Technology will also be pivotal in providing integrated mobility. The advantages afforded by tech players in terms of agility and advanced technologies, however, represent significant hurdles for municipalities due to the fact that many are not ready both in terms of IT infrastructure and the investment required. “Mobility readiness indexes” have been introduced and a simple web search brings up multiple indexes which identify the cities that are potentially “ready” to take the step towards intelligent mobility. These indexes take into account multiple factors, from public transportation quality (frequency of services) to digital openness for ticketing or number of charging points for electric vehicles. What is clear is that transport infrastructure, IT maturity and governmental support are key elements in being “ready”. Frost & Sullivan’s recent Intelligent Mobility ranking revealed that Singapore, London and San Francisco, followed closely by Tokyo and Amsterdam, ranked amongst the top 5 cities out of 100 with the potential of becoming a smart city.
Understandably, the transition to intelligent mobility and MaaS will take time, but the need for alternative means for transportation is real. The imperatives of climate change are leading to stronger decisions by municipalities to protect their cities and constituents through future diesel bans which will directly affect vehicle transportation and how transportation is addressed. This, associated with the demographic concentration of populations in urban areas, calls for an efficient and responsible mix of transportation options.

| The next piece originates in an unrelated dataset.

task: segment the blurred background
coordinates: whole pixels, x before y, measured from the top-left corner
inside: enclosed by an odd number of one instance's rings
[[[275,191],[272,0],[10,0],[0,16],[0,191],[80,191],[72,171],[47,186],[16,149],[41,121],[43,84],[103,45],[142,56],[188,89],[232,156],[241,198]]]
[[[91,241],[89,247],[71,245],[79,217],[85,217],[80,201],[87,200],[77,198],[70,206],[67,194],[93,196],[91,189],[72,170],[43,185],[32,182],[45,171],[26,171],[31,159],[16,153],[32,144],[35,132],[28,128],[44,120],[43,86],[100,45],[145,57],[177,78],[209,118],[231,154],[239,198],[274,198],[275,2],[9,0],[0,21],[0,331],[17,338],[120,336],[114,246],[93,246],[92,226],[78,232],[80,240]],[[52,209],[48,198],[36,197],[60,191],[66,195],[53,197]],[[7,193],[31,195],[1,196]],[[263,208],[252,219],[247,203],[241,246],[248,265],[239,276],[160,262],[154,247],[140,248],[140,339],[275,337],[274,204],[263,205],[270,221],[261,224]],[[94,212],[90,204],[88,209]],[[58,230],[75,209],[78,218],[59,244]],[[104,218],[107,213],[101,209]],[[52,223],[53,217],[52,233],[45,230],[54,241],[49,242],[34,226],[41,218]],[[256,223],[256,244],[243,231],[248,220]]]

So, the question remains, are we ready for new mobility? At this point, the movement has undeniably started and we expect the mobility industry to continue to evolve rapidly in the coming years towards aggregated digital mobility offerings and further consolidation. What is clear is that this will take time and require a collective effort to create the urban mobility ecosystems of tomorrow, shaped by providers, public authorities and the end users themselves.